6Fractional Currency

As we already mentioned, Americans hoarded valuable coins during the US Civil War. To address this, the Treasury issued fractional currency notes in denominations of between one and fifty cents. Most Americans hated the fractional money, which they called “shinplasters” because of the extra thin paper used in its production. The paper was compared to the thin paper doctors used to make plaster casts.

In 1865, the Treasury announced plans to issue more fractional currency. However, Congress ordered that the three-cent fractional currency, which was originally a silver coin and was valued because of its use in making change and paying for postage (which cost exactly three cents) should not be made with shinplaster but with a mixture of nickel and copper.

The three-cent nickel was proposed by Congressman John Kasson, who was famous for previously disapproving the use of nickel in coins. Kasson did hate the idea of using nickels in coins, but he hated the shinplasters more, so he approved the nickel coin as the lesser of two evils.

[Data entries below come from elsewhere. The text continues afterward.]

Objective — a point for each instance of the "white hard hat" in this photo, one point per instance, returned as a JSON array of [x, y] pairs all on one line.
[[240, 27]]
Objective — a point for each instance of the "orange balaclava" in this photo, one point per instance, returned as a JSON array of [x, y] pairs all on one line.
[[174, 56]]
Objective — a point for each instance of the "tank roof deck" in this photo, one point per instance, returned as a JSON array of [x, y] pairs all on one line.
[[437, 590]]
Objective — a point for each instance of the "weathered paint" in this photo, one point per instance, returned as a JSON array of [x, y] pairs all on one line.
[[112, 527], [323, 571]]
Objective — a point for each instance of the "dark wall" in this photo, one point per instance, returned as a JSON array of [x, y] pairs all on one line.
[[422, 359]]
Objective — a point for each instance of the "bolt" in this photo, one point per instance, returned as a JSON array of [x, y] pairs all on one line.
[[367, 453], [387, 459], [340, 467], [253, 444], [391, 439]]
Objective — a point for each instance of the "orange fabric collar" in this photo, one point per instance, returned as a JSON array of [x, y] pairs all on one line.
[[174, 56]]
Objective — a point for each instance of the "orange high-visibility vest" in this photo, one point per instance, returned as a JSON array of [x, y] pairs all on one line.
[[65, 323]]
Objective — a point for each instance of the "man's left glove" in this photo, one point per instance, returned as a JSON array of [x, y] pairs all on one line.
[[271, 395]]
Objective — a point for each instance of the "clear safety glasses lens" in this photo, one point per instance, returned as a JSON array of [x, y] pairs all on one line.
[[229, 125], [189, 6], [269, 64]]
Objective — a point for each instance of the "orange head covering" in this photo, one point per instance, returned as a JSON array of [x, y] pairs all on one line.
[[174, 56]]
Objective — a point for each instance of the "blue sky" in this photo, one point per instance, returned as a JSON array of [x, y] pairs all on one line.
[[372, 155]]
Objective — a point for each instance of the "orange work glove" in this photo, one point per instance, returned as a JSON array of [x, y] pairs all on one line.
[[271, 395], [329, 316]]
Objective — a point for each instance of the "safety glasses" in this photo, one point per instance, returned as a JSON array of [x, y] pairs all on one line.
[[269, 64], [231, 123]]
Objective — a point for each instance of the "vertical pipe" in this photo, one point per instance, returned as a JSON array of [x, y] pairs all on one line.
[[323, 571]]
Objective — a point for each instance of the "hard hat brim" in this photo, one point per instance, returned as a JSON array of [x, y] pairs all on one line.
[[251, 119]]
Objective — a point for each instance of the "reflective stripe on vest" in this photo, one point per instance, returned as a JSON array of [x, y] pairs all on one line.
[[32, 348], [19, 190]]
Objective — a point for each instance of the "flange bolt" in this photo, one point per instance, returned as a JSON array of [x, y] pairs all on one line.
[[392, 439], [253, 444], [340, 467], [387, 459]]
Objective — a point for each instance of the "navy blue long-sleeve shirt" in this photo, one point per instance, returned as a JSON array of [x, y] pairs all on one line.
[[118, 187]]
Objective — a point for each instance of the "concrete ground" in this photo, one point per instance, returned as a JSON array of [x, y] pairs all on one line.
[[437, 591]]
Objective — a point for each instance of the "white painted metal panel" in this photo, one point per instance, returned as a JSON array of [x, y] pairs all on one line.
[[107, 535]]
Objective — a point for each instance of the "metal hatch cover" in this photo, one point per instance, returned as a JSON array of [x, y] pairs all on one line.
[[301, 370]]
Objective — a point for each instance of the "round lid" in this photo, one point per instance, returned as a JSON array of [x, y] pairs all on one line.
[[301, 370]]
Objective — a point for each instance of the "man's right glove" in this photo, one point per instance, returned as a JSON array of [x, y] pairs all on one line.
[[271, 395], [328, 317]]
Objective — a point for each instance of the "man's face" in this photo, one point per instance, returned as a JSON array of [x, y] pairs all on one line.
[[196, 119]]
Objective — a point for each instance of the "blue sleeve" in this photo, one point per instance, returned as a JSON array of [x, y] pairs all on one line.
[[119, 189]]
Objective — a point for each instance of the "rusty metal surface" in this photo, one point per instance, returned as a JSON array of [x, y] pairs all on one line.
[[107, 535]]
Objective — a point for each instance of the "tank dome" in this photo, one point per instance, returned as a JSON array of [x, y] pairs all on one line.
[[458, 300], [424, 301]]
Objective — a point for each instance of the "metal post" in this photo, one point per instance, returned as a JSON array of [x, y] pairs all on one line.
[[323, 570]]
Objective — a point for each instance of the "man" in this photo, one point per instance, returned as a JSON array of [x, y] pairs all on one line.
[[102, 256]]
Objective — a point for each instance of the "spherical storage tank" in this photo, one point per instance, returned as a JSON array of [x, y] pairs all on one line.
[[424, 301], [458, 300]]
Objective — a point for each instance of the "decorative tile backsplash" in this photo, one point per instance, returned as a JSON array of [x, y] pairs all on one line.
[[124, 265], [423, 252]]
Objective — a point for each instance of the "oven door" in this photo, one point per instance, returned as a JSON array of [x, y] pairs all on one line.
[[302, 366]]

The three-cent nickel, the three-cent silver, and the three-cent fractional currency remained in circulation until the silver was phased out in 1873. The three-cent fractional currency followed when all fractional currencies were discontinued in February 1876. The three-cent nickel itself was discontinued in 1889 when postage was reduced to two cents. All three-cent nickels were melted and remolded into five cent nickels.[5]

5$1000

The 1,000 dollar bill is one of the rarest legal tenders in the US. It has been out of print since 1946 but is still acceptable by banks in exchange for $1,000 equivalent in credit. Banks are expected to remit all $1,000 bills deposited at their branches to the Federal Reserve, which ensures they do not go back into circulation. However, people with $1,000 notes prefer hoarding them since their rarity has made them worthier than their face value.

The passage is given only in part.